Астрахань стала последним прибежищем «царской семьи», прошедшей за минувшие четыре года, кажется, все круги ада, испытавшей и огонь, и воду, и медные трубы. Их гнали поляки, русские, шведы, казаки…
Да разве только они одни переживали муки? Разве не горела в адском огне и вся страна?
Марина думала, что самым большим несчастьем в ее жизни был брак со вторым Дмитрием. Вспоминала, как испугалась, увидав его: «Нет, лучше смерть, чем это!» Но, как ни странно, все оказалось переживаемо. А вот после его смерти на нее обрушились настоящие несчастья, которые никак не удавалось избыть. И наваливались они так поспешно, так неудержимо, что их не только остановить было невозможно, но даже и вовсе исчислить. Пытаясь вспомнить их и как-то упорядочить, она терялась: беды путались в памяти, накатывали косматым водяным валом, какие порою ходили по Волге и Каспийскому морю, около которого стояла Астрахань.
Воспоминания далекого, дальнего прошлого – вот что было соломинкой, за которую неустанно хваталась Марина. Сама себе она казалась человеком, разбуженным посреди чудного, блаженного сна, и расставаться с видениями было невозможно, невыносимо, поэтому она и наяву пыталась поймать рассеивающийся призрак. Она отворачивалась от пропастей, которые разверзались под ногами, и закрывала глаза перед препятствиями, которые вырастали тут и там на ее пути. Ноги ее были изранены на трудном пути, руки ослабели, душа изуверилась…

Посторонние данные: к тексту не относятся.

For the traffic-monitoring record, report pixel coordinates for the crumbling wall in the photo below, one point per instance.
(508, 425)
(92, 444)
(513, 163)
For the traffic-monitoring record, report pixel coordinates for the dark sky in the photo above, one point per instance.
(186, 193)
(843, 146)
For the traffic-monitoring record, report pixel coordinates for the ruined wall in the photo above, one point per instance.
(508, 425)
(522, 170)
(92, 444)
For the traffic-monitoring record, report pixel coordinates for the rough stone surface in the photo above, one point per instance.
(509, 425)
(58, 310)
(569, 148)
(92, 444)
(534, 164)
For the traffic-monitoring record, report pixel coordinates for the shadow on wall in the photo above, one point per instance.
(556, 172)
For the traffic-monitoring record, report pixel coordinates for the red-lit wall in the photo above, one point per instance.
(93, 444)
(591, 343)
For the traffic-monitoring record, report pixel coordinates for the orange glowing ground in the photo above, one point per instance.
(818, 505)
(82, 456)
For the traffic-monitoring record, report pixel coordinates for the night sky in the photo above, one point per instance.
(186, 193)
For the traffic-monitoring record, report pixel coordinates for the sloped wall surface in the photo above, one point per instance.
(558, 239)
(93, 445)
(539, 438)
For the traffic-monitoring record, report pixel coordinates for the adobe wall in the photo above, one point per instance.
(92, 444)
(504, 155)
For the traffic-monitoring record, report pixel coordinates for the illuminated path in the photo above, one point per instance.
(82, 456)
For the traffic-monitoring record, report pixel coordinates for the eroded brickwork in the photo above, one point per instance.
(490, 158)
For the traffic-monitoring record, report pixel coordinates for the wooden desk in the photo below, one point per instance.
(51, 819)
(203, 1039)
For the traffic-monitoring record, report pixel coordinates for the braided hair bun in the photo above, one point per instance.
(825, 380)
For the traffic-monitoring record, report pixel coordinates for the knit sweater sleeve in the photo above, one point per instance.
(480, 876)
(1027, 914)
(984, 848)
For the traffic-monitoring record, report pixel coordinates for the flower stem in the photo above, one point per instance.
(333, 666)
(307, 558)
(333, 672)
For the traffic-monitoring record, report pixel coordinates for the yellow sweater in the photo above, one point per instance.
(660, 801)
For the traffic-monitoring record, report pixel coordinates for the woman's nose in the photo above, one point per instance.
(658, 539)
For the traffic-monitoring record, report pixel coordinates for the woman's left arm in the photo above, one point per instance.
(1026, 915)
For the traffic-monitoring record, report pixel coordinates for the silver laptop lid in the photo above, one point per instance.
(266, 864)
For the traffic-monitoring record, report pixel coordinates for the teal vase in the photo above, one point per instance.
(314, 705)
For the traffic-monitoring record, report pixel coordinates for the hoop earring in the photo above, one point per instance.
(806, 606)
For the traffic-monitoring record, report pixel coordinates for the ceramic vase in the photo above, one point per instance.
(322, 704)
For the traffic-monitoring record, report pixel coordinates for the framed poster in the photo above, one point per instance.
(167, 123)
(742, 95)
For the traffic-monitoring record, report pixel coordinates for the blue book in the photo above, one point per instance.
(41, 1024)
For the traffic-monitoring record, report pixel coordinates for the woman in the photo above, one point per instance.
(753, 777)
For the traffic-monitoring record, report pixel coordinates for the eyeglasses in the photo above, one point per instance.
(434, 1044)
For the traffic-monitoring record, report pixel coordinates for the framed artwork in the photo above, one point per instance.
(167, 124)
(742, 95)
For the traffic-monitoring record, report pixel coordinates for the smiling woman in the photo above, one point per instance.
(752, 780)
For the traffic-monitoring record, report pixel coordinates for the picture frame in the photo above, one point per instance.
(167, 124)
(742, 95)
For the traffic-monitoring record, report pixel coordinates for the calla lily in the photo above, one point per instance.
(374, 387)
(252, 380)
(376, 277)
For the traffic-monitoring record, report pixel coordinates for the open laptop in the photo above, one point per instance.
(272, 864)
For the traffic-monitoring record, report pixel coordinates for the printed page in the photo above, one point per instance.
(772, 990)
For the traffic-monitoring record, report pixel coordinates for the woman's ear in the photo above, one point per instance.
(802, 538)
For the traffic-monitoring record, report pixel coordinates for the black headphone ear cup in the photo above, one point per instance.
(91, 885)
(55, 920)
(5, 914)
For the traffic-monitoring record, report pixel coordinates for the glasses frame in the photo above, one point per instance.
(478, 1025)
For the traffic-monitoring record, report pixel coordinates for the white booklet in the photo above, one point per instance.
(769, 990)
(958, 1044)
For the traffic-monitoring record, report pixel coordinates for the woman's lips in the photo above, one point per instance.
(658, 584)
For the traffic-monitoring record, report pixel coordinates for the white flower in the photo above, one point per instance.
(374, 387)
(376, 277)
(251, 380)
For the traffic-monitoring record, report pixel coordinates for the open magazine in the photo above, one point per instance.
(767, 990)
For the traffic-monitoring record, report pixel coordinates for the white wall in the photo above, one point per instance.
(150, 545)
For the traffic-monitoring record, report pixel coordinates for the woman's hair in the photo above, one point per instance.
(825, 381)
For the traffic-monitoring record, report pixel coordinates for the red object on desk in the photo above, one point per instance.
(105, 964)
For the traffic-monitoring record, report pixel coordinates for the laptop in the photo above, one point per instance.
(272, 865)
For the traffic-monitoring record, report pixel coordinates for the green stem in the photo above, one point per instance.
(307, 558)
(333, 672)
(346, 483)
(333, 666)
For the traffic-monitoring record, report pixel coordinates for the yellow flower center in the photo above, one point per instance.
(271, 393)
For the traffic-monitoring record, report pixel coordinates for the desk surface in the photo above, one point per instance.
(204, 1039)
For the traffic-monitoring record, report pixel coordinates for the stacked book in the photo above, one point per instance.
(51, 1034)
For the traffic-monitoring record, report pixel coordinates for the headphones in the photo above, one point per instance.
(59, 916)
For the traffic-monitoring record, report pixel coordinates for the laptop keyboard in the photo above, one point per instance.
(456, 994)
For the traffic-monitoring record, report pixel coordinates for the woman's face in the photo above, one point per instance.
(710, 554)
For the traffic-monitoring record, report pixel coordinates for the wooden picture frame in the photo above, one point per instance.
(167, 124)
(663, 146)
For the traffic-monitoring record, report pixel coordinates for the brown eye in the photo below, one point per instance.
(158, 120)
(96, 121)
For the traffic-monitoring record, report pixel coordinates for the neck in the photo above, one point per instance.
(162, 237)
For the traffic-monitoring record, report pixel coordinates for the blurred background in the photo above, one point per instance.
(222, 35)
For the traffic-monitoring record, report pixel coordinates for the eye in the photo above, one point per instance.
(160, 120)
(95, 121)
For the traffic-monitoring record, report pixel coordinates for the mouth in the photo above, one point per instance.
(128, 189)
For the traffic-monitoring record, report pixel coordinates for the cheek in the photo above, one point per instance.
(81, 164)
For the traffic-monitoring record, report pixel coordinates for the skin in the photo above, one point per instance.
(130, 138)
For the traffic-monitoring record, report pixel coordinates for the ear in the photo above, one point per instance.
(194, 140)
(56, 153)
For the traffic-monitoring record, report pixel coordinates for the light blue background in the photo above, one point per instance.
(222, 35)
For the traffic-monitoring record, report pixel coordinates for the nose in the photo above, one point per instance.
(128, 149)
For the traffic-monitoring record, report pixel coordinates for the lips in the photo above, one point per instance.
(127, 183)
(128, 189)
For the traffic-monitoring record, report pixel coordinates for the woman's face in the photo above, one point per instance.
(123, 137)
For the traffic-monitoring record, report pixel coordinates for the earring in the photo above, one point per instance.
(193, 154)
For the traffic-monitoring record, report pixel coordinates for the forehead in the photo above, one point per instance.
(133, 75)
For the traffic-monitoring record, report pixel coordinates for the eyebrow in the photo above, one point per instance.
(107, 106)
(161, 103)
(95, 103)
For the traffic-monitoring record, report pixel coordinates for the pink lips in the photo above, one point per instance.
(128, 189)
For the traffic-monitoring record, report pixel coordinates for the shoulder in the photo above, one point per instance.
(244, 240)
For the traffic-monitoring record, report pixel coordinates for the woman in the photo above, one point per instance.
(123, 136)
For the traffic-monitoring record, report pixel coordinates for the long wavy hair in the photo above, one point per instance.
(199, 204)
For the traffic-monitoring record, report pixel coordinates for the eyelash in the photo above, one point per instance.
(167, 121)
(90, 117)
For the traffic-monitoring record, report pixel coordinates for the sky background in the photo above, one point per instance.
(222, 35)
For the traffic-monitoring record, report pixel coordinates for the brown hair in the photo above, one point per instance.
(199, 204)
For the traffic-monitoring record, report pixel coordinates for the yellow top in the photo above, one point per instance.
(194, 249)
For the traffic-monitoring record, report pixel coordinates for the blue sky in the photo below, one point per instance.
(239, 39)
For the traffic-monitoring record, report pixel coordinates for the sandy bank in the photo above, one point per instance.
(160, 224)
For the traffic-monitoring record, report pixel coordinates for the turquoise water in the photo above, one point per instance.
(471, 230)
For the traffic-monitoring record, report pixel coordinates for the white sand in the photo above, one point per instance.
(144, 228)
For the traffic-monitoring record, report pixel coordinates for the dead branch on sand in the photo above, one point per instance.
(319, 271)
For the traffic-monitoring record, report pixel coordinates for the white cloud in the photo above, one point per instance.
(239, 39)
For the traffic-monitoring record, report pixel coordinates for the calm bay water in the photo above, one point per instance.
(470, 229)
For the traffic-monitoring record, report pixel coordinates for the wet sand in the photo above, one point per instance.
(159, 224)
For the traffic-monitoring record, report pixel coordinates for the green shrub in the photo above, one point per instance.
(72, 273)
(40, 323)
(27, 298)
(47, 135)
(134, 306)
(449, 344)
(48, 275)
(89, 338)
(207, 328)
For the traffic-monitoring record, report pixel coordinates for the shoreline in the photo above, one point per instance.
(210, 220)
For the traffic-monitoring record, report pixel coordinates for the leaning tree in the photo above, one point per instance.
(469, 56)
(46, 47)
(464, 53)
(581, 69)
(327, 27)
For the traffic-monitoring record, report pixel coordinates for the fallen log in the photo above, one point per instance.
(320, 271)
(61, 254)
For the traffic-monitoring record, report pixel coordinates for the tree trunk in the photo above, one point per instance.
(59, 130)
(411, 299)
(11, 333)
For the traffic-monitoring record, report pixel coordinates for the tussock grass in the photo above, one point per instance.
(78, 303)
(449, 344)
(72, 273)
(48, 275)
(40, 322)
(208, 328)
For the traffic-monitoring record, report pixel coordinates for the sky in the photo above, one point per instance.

Самое страшное было именно в том, что верить она могла считаному числу людей. Считаное число людей готово было сражаться за ее права, пытаться помочь ей воротить престол и власть. Иван любит ее – но держится больше за своего сына, которого упрямо хочет видеть на царстве Московском. Вот Барбара, конечно, предана госпоже непоколебимо, не покинула ее ни в Калуге, ни в Михайлове, ни в Коломне, ни в Астрахани. Да еще, на Маринино счастье, прибился к их скудному двору неутомимый странник – тот самый Никола де Мелло, который когда-то убеждал ее сойтись с Дмитрием. Она была настолько счастлива снова увидеть рядом католического монаха, что простила изрядно постаревшему, но по-прежнему неунывающему августинцу его происки. Вот и все люди, которым она могла верить…
Всякий союзник был таковым лишь до поры до времени, пока преследовал свою выгоду. От некоторых приходилось остерегать Заруцкого, который был обуреваем желанием собрать под знамена царевича Ивана целую армию. Самым опасным среди таких временных союзников, готовых в любое мгновение обратиться врагами, был, конечно, Прокопий Ляпунов. Марина никогда не доверяла предводителю земли Рязанской: он крепко держался против обольщений Дмитрия Второго, ни шагу уступки ему не сделал. Не изменился и теперь. Союз его с Заруцким был временным: как только Ляпунов понял, что донца волнует только собственная выгода, как начал отлагаться от него, упрекая Заруцкого, что предает православную веру.